In contrast, high HDL is beneficial because it facilitates the removal of excess cholesterol. HDL binds with cholesterol in the bloodstream and returns it to the liver, which breaks it down.
You can reduce cholesterol by increasing HDL and lowering your cholesterol intake from your diet. Exercise, such as running, reduces cholesterol by increasing the production of HDL.
Real Example
Below are my cholesterol numbers from my annual physical as a 40-year-old male runner. There is good news and work to be done.
My total cholesterol is 192 mg/dl, below the 200 mg/dl target. However, I have been trending upward.
My HDL is 74 mg/dl, which compares favorably with the +60 mg/dl target to lower the risk of heart disease. My LDL has broken the “high” barrier at 102 mg/dl.

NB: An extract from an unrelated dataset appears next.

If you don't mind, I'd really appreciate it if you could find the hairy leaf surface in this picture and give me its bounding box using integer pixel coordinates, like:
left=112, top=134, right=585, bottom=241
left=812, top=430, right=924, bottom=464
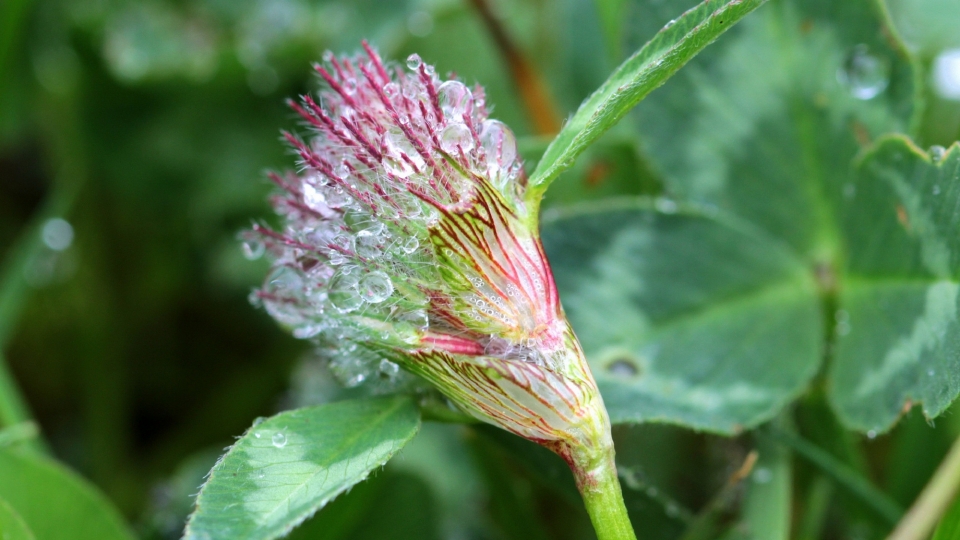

Lastly, my triglycerides are doing very well, consistent, and low aided by running, diet, and fish oil supplementation.
How To Lower Cholesterol
From now on, I want to reduce my LDL while maintaining my HDL and triglycerides at the current optimal level. Here is my plan, which includes running, supplementation, and diet.
First, I will continue running. Exercise positively affects HDL and triglycerides, which will only help reduce LDL over time.
Second, I will continue taking my daily Peregrune Runner Fish Oil. The omega-3s in fish oil oxidize triglycerides. Exercise and daily fish oil is an effective regimen for lowering triglycerides and improving heart health. Peregrune’s Runner Fish Oil is engineered for runners with a concentrated focus on omega-3s and less filler fish oil.
Third, I will add fiber-rich foods to my diet to match/overpower the intake of higher-fat foods, starting with breakfast. Fiber, especially soluble fiber, lowers cholesterol by binding to it in the small intestines, preventing cholesterol’s absorption into the bloodstream and removing it through feces. Oatmeal is an excellent source of soluble fiber and food I already enjoy. Substituting oatmeal for my typical breakfast of eggs should increase my daily soluble fiber while reducing my intake of higher-fat foods.
Will running reduce your cholesterol? Absolutely. But running alone is not enough. You should monitor your cholesterol levels with annual physicals and track your progress over time. Running plus dietary choices will magnify your efforts. Supplemental with fish oil and fiber will also help. If you are genetically predisposed to high cholesterol, medication from your doctor will also help.
So lace up your running shoes and get after lowering your cholesterol.